Yanga fail to solve players’ strike
YOUNG Africans players boycotted training for a second day yesterday over unpaid salaries.
All first team players except goalkeeper Ally Mustafa and defender Oscar Joshua refused to show up for the morning training session morning at the Uhuru Stadium in Dar es Salaam. Head coach Zambian George Lwandamina and the team’s other technical bench members arrived at the stadium to oversee the session only to be greeted by the players’ noshow.
The players are reportedly owed salaries for November. One of the players, who claimed anonymity confirmed to the ‘Daily News’ that they stopped training until the club’s paid their salaries. On Monday, the players turned up at the stadium but refused to take part in training, in an apparent move sought to push the club’s management settle their unpaid salaries.
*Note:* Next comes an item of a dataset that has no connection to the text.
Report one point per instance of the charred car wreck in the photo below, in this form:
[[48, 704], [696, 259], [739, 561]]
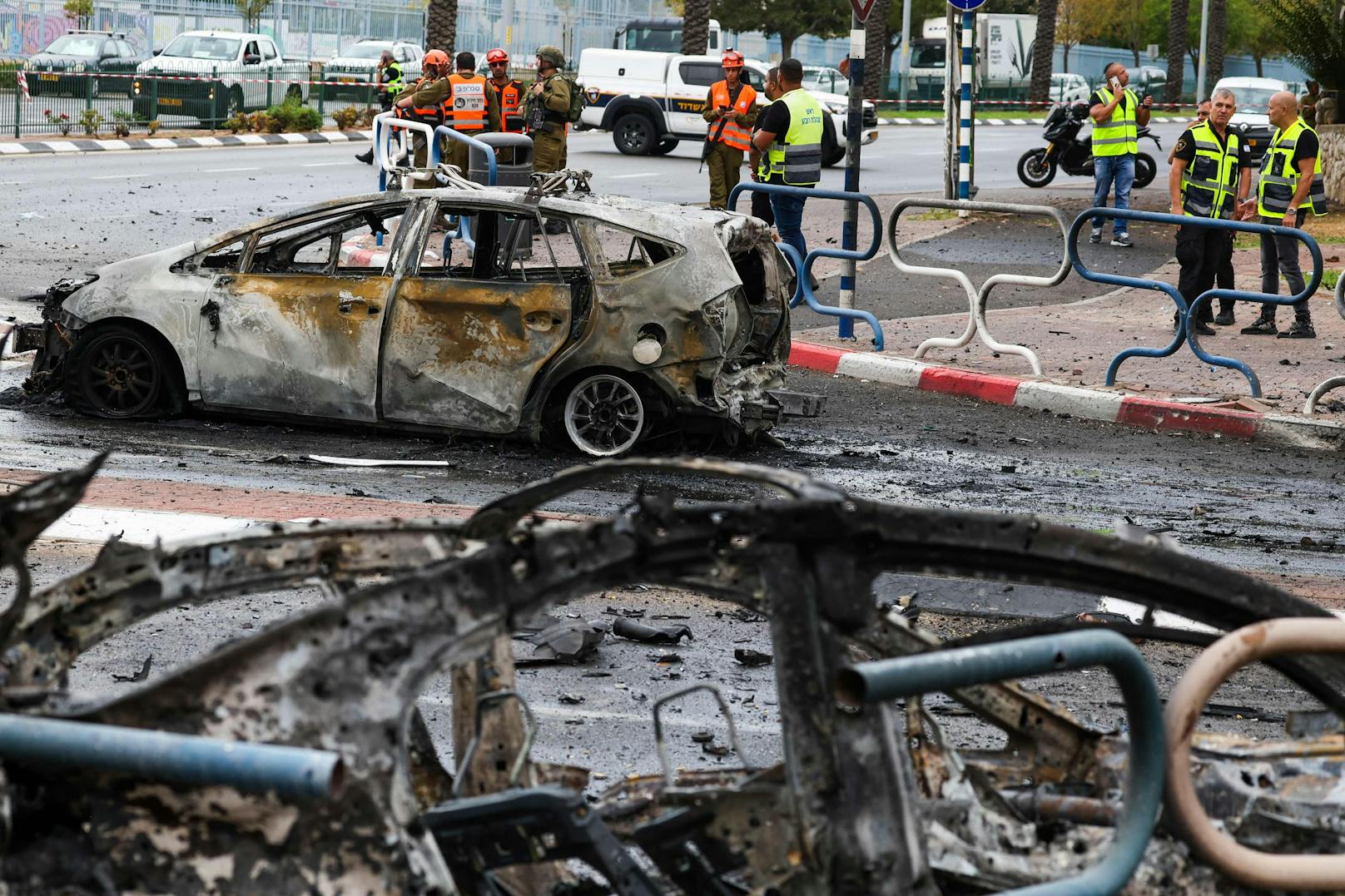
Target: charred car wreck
[[869, 798], [447, 309]]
Yanga’s Deputy Secretary General Baraka Deusdedit confirmed on the players’ strike, but denied that it was down to unpaid salaries. Deusdedit said that the club did not owe the players their November salaries; rather they wanted to get December salaries before end of the month due to upcoming holidays.
Deusdedit said the management was working on the matter and was optimistic that the players would be back in training immediately. “This issue between the management and the players, the management is working on it and it will be settled.
I believe they’ll be back in training today (yesterday) and tomorrow,” he said. Young Africans, who are defending champions, are set to engage African Lyon in their next league match due at the Uhuru Stadium on Friday.
They are currently occupying second place in the league with 36 points from 16 outings, trailing leaders Simba by two points. Zambian trainer, Lwandamina who joined the club recently would obviously get incensed by such sort of distractions at the start of reign.
He took to his facebook page yesterday to explain the importance of professional discipline and self-discipline, sending a clear message to his new charges of what he expect of them.
He wrote; “Discipline is a key element in developing and maintaining motivated hardworking footballers and united teams and it is the most important attribute needed to achieve any type of personal or athletic excellence.”
Lwandamina warned that no personal success, achievement, or goal, can be realised without self-discipline, noting it self-discipline was an attitude of mind that required hard work and dedication.
“It means keeping your head down in the boring classes and not just the ones you really like; it means keeping at the exercises and drills you find tedious so you can be in the best possible shape and it means making the right choices in situations that may lead to harm.”
“Indeed, self-discipline can not only make us better athletes, it can also make us better in real life too,” the Zambian tactician asserted.